Tuesday, September 20, 2011

Musical Monday -- Keep the Home Fires Burning

Aw, heck. My first musical Monday will just have to be put up on a Tuesday. Oh well.

Patriotic music from all periods has a special place in my heart – I spent the second semester of freshman year listening to nothing but World War Two musical propaganda for a twenty page paper and wrote another essay sophomore year on Irish Nationalism in song. The way people talk about the way they love their country or how they think we should deal with war in music has always been fascinating to me, and let me tell you, while World War Two has some real eye-rollers (Praise the Lord and Pass the Ammunition comes to mind) it has absolutely nothing on World War One. (George Cohan, I am looking at you.) So, without further delay, our first
Musical Monday!






Keep the Home Fires Burning, written by Ivor Novello with lyrics by Lena Guilbert Ford, published 1914, republished 1915.

Today’s Musical Monday selection was chosen for two purposes. The first, because it is a song written early on in the war and contains its own special brand of home front patriotism, and the second, because it was written by a character in another Julian Fellowes production -- wartime song writer, actor and playwright Ivor Novello, played superbly by Jeremy Northam in the Oscar winning Gosford Park.

The song is better known by the title I’ve given it here, but it was originally published as Till The Boys Come Home. Over the course of the war, it was recorded by James F. Harrison, Stanley Kirkby, and one of my personal favorite recording artists from the period, John McCormack. Apparently the popularity of the song was one of the reasons Novello went on to become such a big star after the war.

The lyrics are almost absurdly sentimental by our standards, and yet, one can see why this would have been a popular song at home throughout the war – no mention is made of war’s difficulties except in an offhand way, saying only that to cry for them would only add to their soldierly burdens.

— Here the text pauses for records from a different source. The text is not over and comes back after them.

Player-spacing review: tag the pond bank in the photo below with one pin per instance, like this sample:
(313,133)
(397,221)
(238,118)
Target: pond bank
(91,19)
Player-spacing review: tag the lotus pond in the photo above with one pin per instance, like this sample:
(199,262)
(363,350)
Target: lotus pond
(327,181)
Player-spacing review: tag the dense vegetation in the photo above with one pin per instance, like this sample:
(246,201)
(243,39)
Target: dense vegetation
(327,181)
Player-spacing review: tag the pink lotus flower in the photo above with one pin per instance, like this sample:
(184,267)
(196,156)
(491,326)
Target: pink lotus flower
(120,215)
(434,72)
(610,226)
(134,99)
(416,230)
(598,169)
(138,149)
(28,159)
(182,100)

They were summoned from the hillside,
They were called in from the glen,
And the country found them ready
At the stirring call for men.
Let no tears add to their hardships
As the soldiers pass along,
And although your heart is breaking,
Make it sing this cheery song:

Keep the Home Fires Burning,
While your hearts are yearning.
Though your lads are far away
They dream of home.
There's a silver lining
Through the dark clouds shining,
Turn the dark cloud inside out
Till the boys come home.

The song was also included in the 1969 musical ‘Oh, What a Lovely War,’ which I’ll be featuring on another of my Cinematic Sundays. I include both that movie’s treatment of the song and McCormack’s here.